| Eco-restructuring: Implications for sustainable development (UNU, 1998, 417 pages) |
| Part I: Restructuring resource use |
![]() | 7. Photovoltaics |
Photovoltaic (PV) cells are semiconductor devices that convert sunlight directly into electricity. Apart from using the inexhaustible, zero-cost, solar primary energy source, PV systems show several advantages, even when compared with other renewable energy technologies. These include low environmental impact, simplicity, modularity, long lifetimes, and low maintenance requirements.
Despite these advantages and despite a rapidly evolving technology, PV systems have not found large-scale use up to now. Almost all PV penetration scenarios developed in the past have proven to be overoptimistic. Certainly, the major barrier to widespread adoption of PV systems is their continuing high cost. These costs have fallen significantly, but not as rapidly as was hoped.

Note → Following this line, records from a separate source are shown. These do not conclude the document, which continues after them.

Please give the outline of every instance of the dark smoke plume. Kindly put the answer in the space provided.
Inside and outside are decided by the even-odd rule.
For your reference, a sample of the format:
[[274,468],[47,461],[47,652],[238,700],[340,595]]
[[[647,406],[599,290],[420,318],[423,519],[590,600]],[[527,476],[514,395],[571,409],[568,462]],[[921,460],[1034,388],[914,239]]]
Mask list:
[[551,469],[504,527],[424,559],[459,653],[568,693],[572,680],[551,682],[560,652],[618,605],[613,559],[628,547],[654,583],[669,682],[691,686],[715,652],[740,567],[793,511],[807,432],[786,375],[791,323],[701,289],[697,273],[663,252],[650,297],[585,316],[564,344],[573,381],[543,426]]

Given these facts, the question might be raised to what extent PV can actually play a significant role in a future sustainable energy scenario. People participating in the debate on this question are roughly divided in two opinion groups. Some people think that PV is one of the most promising energy conversion technologies for the twenty-first century. Their optimism is based mainly on three factors: the inexhaustible primary energy resource, the wide range of applications, and, above all, the enormous potential for technological improvement. PV technology is still young. As technology improves and market demand grows, PV electricity prices should fall sharply, making PV fully competitive with other conventional and renewable energy sources. Other people think that PV technology will have only a minor role in the future world energy system. These people claim that PV acceptance is impeded not only by high costs but also by other major drawbacks, namely low efficiency, the large surface areas required, and intermittent power supply source.
The aim of the present paper is to discuss these two positions in some detail and to address two fundamental questions:
- Is PV compatible with the long-term targets of a sustainable energy system?- What roles can PV play in the eco-restructuring transition?
In order to answer these questions, the paper will first analyse the technological potential of PV (the technology "state-of-the-art" and its rate of change). Second, it will go into the details of the main barrier to the widespread use of PV, its present high cost. Then, it will identify a possible PV market diffusion strategy. Finally, it will suggest possible scenarios for PV penetration in the twenty-first-century energy system.
The paper argues that PV is fully compatible with the long-term targets of a sustainable energy system (in environmental, economic, social, and geopolitical terms, as defined by Rogner in chap. 5 of this volume). PV is compatible with a decarbonized energy system based on the delivery of energy services, with electricity and hydrogen as energy vectors. Because it is extremely flexible in terms of technological options, range of applications, synergism's with other energy technologies, and the actors involved, PV is consistent with all sustainable energy patterns open to innovation and technological change. Therefore, PV will play a major role within the twenty-first-century energy system.